Saturday, September 25, 2010

"Mini Skirts Don't Cause Rape, Rapists Do." Palin Please Save Us From Liberal Madness

As reported in the Observer two schools in England have banned skirts altogether and have insisted girls wear trousers-dozens of other schools are now considering following their example. Why  have these schools taken this step? "Letters have been sent to parents saying the current fashion is for wearing skirts as short and as tight as possible" They go on to advise, in a typically British understatement that "dealing with the issue is a distraction from teaching".

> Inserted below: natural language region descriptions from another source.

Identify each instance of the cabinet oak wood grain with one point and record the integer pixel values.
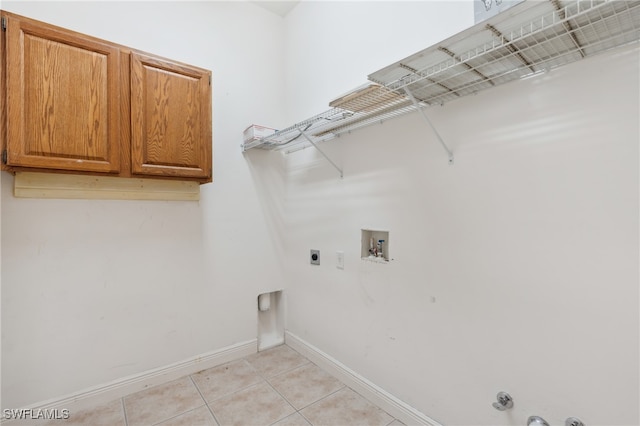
(73, 103)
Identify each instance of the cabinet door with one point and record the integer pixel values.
(62, 99)
(170, 119)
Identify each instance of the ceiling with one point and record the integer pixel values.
(278, 7)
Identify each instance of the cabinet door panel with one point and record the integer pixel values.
(171, 118)
(62, 105)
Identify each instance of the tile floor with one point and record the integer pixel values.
(273, 387)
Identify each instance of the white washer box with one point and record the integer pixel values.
(255, 132)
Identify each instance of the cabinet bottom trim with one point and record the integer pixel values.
(68, 186)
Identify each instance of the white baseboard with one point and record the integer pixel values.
(121, 387)
(389, 403)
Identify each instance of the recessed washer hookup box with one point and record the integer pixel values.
(255, 132)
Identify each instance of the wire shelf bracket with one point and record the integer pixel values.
(304, 135)
(426, 118)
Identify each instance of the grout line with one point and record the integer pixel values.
(178, 415)
(206, 403)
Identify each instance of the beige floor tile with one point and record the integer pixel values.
(293, 420)
(199, 417)
(305, 385)
(162, 402)
(345, 407)
(109, 414)
(276, 360)
(224, 379)
(257, 405)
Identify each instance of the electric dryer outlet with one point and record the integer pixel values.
(315, 257)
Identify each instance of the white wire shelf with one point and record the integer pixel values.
(529, 38)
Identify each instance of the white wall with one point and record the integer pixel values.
(515, 269)
(94, 291)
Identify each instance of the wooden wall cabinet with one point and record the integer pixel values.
(74, 103)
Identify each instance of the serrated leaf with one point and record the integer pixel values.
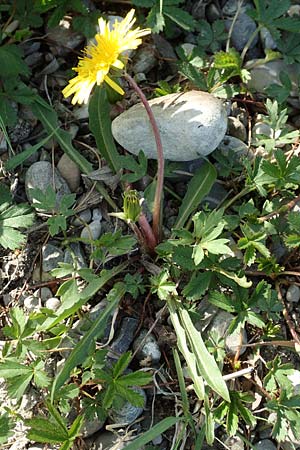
(198, 188)
(197, 286)
(180, 17)
(42, 430)
(80, 352)
(206, 364)
(217, 247)
(6, 428)
(152, 433)
(100, 126)
(221, 300)
(193, 74)
(227, 60)
(292, 240)
(130, 395)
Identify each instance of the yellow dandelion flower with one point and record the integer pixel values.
(93, 68)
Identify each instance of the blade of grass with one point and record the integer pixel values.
(182, 387)
(81, 351)
(48, 118)
(100, 126)
(205, 361)
(18, 159)
(198, 188)
(155, 431)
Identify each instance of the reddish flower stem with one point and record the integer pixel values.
(160, 159)
(148, 234)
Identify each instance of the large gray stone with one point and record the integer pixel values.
(263, 75)
(191, 124)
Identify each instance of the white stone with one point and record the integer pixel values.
(32, 303)
(41, 175)
(147, 348)
(263, 75)
(83, 216)
(191, 124)
(52, 255)
(128, 412)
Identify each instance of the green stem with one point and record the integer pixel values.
(160, 159)
(245, 191)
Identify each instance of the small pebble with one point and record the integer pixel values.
(236, 128)
(51, 257)
(44, 293)
(69, 171)
(32, 303)
(92, 231)
(53, 303)
(148, 350)
(75, 256)
(83, 217)
(293, 293)
(128, 412)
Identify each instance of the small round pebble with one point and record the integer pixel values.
(83, 216)
(53, 303)
(149, 349)
(128, 412)
(293, 294)
(44, 293)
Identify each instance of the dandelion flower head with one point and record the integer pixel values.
(93, 68)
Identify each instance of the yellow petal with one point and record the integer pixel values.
(114, 85)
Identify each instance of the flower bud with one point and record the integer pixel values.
(131, 206)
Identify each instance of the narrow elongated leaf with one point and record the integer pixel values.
(48, 118)
(42, 430)
(205, 361)
(12, 369)
(121, 364)
(155, 431)
(135, 379)
(74, 300)
(182, 387)
(100, 126)
(183, 347)
(198, 188)
(18, 385)
(75, 427)
(18, 159)
(60, 423)
(80, 352)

One Headmaster said that short skirts were encouraging "inappropriate thoughts" amongst boys. I can confirm this remembering a time I had been asked to present a paper I had written to my senior class in high school and noticed that the front row was all female in open fronted desks in skirts that had ridden up. This presented an inflammatory sight to an hormonally challenged  young man- and I certainly struggled to present the paper as well as I had hoped.


But why trouser and not longer skirts? Apparently Tesco's the huge supermarket chain had been selling school skirts much shorter than standard skirts "which looked like they should be sold in a sex shop" advised a parenting website "Netmums". Even the standard issue length skirts were being  "'customized" by being rolled up by the waistband. One teacher said that male teachers are being "embarrassed by the sight of female underwear in the corridors and especially on the stairs."

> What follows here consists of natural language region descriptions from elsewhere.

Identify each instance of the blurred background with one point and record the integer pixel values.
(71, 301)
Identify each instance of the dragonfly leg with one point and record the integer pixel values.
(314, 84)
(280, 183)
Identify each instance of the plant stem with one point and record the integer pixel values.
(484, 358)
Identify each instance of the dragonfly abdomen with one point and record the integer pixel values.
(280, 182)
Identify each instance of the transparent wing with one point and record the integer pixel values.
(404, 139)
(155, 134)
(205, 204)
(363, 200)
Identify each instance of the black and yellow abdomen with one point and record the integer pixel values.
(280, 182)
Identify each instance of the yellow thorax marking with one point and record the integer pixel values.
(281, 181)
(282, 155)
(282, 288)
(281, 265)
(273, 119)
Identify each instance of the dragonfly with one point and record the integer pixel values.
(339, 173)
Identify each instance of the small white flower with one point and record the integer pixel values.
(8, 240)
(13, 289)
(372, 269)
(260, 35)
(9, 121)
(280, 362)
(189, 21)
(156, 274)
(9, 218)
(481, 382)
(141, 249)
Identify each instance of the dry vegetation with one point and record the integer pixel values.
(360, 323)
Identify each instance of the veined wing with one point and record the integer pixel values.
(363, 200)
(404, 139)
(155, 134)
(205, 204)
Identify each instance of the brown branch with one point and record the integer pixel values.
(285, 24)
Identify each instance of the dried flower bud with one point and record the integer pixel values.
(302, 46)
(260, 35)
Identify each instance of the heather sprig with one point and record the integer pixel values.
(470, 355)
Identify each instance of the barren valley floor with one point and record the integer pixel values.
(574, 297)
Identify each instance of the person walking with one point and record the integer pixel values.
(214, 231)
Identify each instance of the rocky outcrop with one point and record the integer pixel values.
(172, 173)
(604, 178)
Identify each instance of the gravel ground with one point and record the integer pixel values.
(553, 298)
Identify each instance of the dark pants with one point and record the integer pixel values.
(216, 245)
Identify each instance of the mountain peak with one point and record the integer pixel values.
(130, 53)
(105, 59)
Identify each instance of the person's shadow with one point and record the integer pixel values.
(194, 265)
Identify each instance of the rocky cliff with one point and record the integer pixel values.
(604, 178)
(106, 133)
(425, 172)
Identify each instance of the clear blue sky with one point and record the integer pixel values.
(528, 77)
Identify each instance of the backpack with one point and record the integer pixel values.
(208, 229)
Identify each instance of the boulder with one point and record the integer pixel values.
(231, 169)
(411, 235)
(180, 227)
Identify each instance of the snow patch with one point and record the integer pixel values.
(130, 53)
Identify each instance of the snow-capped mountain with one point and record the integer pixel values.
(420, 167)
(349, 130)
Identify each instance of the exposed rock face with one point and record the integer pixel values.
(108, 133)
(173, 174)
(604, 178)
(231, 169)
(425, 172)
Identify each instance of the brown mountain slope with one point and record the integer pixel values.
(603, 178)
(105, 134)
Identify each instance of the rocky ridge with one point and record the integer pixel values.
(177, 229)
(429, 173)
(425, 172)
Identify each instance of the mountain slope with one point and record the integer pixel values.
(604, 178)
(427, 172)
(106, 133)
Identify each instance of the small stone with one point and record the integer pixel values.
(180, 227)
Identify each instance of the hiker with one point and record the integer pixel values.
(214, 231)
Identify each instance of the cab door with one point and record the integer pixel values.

The liberals came rushing into this example of patriarchy, misogynism and God now what else they thought it represents in their busybody brains, when Robert Kelly, Rector of Berwickshire High in Duns, Scotland presented his thoughts on this to his female students.


Rape Crisis Scotland came rushing in to defend the right of young females to show off as much of their upper thighs as possible. Advocate Eileen Maitland  was reported to complain that she agreed schools had the right to have a school uniform but should not "encourage prejudicial attitudes that dress is somehow a provocation" and then concluded Miniskirts don't cause rape, rapists do."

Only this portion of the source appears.